Pensé d'abord pour les investisseurs institutionnels, le marché naissant des OPCI est extrêmement surveillé par les régulateurs pour éviter toute erreur au démarrage.
Par A.H
Le potentiel des OPCI n'est plus à démontrer. Les enjeux sont importants et les risques cachés sont nombreux. L'immobilier professionnel et d'entreprises constitue le principal gisement de ce marché que les institutions financières, banques et investisseurs institutionnels, accueillent à bras ouverts.
Les premiers y voient une manière de liquéfier leur bilan et, les seconds, un support d'investissement nouveau et rémunérateur.

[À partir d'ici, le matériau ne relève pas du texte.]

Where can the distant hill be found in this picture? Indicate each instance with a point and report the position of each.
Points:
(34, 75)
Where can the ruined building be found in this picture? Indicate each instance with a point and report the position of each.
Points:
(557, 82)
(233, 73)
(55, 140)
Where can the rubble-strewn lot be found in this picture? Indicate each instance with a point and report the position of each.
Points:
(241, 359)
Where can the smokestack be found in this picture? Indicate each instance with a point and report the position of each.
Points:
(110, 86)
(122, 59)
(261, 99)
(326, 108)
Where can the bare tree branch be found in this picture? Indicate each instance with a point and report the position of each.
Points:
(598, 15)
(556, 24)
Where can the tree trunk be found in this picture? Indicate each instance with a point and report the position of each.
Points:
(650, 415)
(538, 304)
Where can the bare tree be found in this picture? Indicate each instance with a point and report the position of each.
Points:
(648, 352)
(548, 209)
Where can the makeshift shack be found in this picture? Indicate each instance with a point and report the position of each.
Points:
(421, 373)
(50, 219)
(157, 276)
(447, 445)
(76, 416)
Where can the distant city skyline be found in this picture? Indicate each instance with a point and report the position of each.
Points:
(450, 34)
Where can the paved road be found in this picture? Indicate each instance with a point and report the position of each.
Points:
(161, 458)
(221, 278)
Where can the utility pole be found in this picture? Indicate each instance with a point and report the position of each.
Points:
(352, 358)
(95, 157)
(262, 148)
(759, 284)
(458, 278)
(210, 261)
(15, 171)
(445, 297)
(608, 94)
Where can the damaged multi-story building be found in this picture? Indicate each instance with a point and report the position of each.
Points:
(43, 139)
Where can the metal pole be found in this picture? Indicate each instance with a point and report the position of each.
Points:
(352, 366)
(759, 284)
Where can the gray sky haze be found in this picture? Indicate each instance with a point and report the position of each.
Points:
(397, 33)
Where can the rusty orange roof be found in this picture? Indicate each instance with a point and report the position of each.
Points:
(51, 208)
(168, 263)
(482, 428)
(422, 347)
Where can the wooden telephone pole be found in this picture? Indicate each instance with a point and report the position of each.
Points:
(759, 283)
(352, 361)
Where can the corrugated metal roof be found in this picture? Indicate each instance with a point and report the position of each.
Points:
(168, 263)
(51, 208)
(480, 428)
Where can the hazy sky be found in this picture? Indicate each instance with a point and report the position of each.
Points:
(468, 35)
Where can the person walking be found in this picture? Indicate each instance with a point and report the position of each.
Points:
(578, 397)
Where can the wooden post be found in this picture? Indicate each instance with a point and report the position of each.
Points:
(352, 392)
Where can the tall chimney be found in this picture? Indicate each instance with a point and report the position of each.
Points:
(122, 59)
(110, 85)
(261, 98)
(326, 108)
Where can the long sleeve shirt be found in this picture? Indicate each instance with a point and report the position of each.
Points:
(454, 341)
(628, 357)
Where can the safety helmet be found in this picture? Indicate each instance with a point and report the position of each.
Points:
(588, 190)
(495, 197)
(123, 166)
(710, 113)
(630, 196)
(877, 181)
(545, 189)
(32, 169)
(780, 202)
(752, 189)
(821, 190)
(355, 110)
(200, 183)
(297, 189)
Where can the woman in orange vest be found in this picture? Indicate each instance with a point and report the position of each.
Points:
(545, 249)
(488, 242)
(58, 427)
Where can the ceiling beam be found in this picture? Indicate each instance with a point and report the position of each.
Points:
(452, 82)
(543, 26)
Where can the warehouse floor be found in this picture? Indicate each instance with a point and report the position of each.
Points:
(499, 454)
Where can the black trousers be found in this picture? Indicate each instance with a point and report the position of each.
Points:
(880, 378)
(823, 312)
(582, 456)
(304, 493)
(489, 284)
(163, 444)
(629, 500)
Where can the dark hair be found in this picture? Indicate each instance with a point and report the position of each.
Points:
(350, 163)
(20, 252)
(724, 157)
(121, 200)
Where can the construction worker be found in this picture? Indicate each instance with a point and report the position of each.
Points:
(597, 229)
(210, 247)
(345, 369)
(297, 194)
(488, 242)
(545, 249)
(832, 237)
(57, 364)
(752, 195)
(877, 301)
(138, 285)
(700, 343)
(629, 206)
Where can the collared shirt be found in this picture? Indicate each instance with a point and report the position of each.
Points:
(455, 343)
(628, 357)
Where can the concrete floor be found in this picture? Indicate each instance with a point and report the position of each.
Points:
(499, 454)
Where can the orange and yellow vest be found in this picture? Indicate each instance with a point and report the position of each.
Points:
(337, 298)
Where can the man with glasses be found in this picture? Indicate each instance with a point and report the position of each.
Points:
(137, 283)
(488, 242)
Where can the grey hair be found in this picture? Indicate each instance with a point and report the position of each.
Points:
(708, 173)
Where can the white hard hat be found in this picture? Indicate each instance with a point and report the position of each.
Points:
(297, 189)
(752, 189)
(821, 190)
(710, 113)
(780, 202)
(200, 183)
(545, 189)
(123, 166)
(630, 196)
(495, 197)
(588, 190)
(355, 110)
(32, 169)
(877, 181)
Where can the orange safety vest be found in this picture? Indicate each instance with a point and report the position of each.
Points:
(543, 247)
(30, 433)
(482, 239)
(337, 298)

Vu la taille des acteurs qui s'y intéressent, leur caractère systémique et les montants en jeu, les régulateurs du secteur financier, l'AMMC en tête, se montrent particulièrement regardants et méticuleux dans l'étude des dossiers.
Christophe Bachelet, Country Managing Partner chez le cabinet d'avocats international DLA Piper, fait le constat d'un régulateur «extrêmement présent», à l'occasion d'un séminaire sur les OPCI organisé par le cabinet immobilier Tarra Modus, entre autres évaluateur agréé d'actifs d'OPCI.

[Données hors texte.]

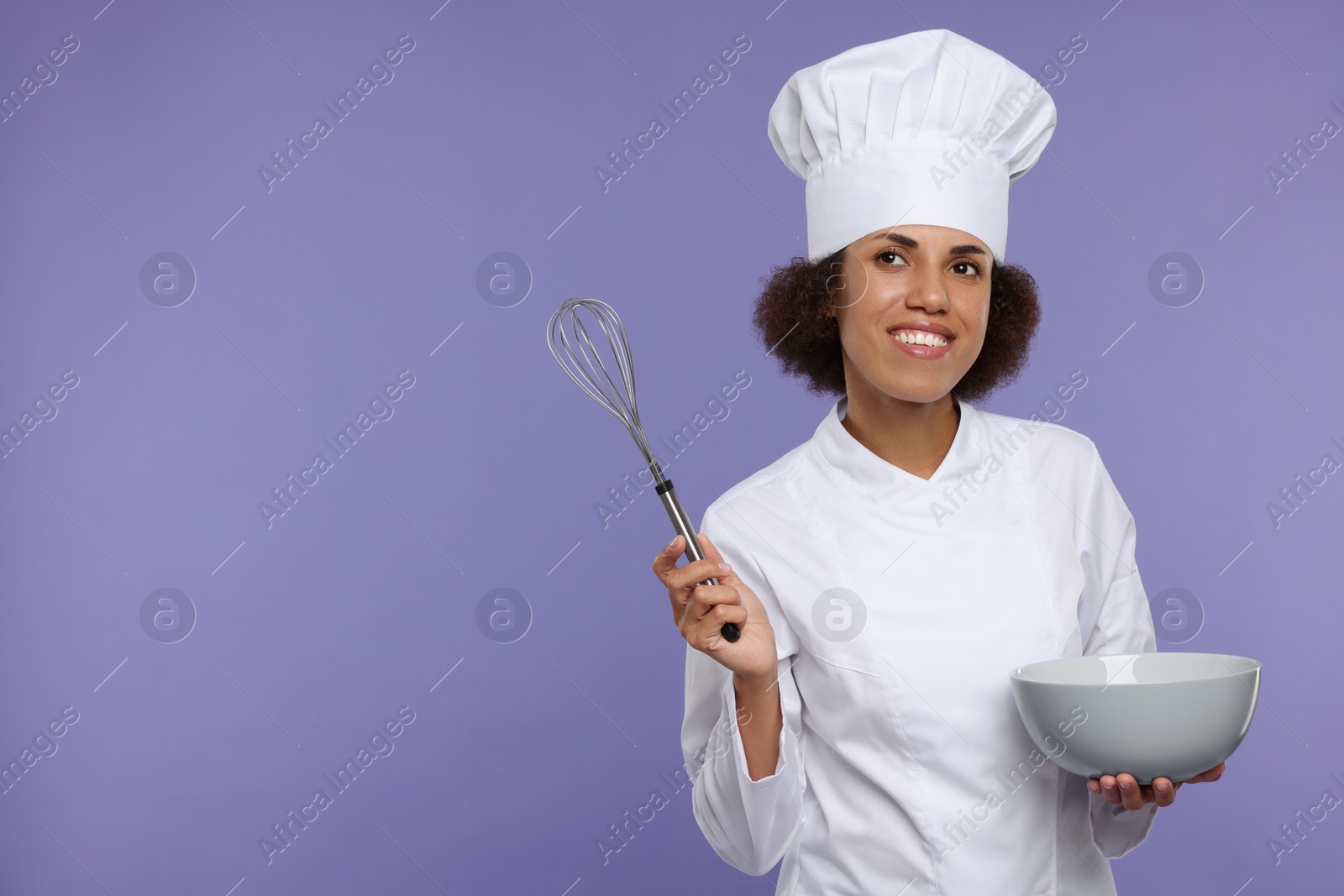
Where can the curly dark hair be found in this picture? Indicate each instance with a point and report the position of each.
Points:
(790, 320)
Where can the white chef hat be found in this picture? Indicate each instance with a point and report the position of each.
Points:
(927, 128)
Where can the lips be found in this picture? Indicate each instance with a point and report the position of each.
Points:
(922, 338)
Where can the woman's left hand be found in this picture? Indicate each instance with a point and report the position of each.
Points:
(1124, 790)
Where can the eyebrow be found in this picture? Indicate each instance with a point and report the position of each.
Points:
(913, 244)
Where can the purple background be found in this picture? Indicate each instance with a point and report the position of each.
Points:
(311, 297)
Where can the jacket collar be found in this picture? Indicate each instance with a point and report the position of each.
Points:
(884, 481)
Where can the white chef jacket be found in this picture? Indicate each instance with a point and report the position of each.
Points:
(1019, 548)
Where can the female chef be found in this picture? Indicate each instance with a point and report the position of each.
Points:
(889, 573)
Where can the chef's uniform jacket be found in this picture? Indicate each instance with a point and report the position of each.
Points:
(904, 765)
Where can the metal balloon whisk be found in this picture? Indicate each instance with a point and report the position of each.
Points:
(582, 360)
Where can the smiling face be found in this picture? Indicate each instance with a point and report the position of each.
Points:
(913, 304)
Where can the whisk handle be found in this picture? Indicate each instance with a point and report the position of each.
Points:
(682, 523)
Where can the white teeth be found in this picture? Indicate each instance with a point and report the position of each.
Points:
(920, 338)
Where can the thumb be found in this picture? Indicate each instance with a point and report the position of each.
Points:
(712, 553)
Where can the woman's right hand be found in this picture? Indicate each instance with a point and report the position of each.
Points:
(701, 611)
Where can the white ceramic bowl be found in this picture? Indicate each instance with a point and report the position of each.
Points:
(1152, 715)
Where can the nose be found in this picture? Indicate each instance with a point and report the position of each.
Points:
(927, 289)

Christophe Bachelet, qui accompagne quelques dossiers de sociétés de gestion d'OPCI, témoigne : «L'AMMC est très regardante et s'intéresse à une foule de détails».
L'autorité de marché, tout en consultant les opérateurs dans une logique collaborative, se montre intransigeante dans les procédures. C'est ce qui explique, selon l'avocat, qu'un agrément de société de gestion prend 6 mois à 1 an, alors que monter une structure demande jusqu'à 18 mois de mobilisation. Ceci sans compter le temps nécessaire pour délivrer les agréments aux fonds.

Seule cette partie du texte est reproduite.